Benz: Did you see any differential in fund types? For example, did the more volatile fund types tend to have worse internal rates of return than less volatile fund types?
Kinniry: Absolutely. We confirmed a lot of the research that Morningstar has done, and some of our own work confirms that the more narrow the investment space, so let's say, sector funds or concentrated funds. So, the more narrow and the more volatile the return streams tends to be where investors really hurt themselves. When we say hurt themselves is when we see IRRs to TWR is being very wide. And they can be positive for a while. So, even our own sector funds at Vanguard, we have seen our energy and health-care funds where the IRR to TWR is significantly higher, but then when you get that mean reversion, you have peak assets, and you get the full blunt of the negative returns.
So, what we saw is that the more narrow the investment landscape, sector funds, concentrated funds, and the more dispersed the returns, the wider the IRR/TWR is.

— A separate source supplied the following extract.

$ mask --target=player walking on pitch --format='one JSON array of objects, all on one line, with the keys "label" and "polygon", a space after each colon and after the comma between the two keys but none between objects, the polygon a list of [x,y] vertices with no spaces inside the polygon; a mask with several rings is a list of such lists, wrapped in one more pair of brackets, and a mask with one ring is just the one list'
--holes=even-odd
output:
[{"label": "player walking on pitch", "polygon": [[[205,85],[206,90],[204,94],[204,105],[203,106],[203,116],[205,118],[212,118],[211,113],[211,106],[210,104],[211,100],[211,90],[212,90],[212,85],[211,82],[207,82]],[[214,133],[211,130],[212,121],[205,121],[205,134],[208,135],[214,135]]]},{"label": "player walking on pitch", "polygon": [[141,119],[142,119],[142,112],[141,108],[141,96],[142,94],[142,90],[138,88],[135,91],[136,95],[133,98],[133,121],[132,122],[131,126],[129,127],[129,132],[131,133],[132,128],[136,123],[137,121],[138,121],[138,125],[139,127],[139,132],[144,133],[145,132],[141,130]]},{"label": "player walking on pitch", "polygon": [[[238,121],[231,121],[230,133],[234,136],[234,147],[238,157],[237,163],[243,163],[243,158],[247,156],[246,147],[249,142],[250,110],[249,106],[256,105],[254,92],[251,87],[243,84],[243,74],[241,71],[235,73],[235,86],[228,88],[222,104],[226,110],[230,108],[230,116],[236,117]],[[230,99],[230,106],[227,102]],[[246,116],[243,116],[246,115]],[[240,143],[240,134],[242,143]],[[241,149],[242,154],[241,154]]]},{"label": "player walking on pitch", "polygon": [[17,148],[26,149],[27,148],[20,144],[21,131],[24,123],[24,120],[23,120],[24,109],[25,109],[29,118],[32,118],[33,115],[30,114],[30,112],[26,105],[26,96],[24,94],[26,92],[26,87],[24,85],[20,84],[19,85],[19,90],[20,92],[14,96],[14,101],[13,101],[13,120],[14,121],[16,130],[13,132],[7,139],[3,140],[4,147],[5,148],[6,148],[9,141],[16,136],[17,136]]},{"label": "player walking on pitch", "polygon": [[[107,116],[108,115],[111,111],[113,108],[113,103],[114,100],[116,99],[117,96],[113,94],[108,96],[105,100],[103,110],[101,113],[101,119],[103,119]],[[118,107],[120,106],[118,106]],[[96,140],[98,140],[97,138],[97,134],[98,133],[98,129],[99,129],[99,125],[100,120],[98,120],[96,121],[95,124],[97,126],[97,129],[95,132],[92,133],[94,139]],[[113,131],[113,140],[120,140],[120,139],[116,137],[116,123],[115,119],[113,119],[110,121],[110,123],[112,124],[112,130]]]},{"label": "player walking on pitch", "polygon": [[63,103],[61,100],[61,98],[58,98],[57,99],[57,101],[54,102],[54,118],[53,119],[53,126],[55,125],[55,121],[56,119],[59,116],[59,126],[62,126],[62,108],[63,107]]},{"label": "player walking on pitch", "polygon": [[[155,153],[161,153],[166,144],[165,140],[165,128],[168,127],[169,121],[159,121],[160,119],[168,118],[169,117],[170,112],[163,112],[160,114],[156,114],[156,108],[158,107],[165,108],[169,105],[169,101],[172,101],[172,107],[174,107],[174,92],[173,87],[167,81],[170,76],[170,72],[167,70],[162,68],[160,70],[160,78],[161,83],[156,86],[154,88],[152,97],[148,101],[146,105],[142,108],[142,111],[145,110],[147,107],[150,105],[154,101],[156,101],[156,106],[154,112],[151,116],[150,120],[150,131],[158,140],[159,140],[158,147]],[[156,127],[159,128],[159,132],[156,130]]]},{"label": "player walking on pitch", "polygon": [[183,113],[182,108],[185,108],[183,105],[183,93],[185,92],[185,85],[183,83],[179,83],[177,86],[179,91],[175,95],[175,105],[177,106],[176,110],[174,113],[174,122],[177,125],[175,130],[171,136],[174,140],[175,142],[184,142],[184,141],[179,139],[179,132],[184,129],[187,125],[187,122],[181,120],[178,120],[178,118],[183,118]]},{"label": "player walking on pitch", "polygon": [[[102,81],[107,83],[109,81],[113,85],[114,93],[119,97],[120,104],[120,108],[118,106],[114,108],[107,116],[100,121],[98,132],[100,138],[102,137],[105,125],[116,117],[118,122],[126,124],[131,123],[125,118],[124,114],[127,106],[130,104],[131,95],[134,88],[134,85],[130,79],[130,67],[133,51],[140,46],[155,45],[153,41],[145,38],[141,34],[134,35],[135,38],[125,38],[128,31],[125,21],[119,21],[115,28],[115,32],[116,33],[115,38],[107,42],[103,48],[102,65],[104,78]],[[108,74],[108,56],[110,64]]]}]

The conclusion to that is the more investor behavior matters, the more investors may be harmed by concentrating in sector funds or more narrow segments. When we looked at holistic funds, something like the Total Stock Market or the Total Bond Market or even single fund solutions balanced mandates...
Kinniry: Target-date funds, we see that the IRR to TWR is extremely tight, which really means that it's very, very good at minimizing, if not eliminating, investor behavior.
Benz: Well, Fran, thank you so much for sharing your insights on this important topic.
Kinniry: Thank you, Christine. I appreciate it.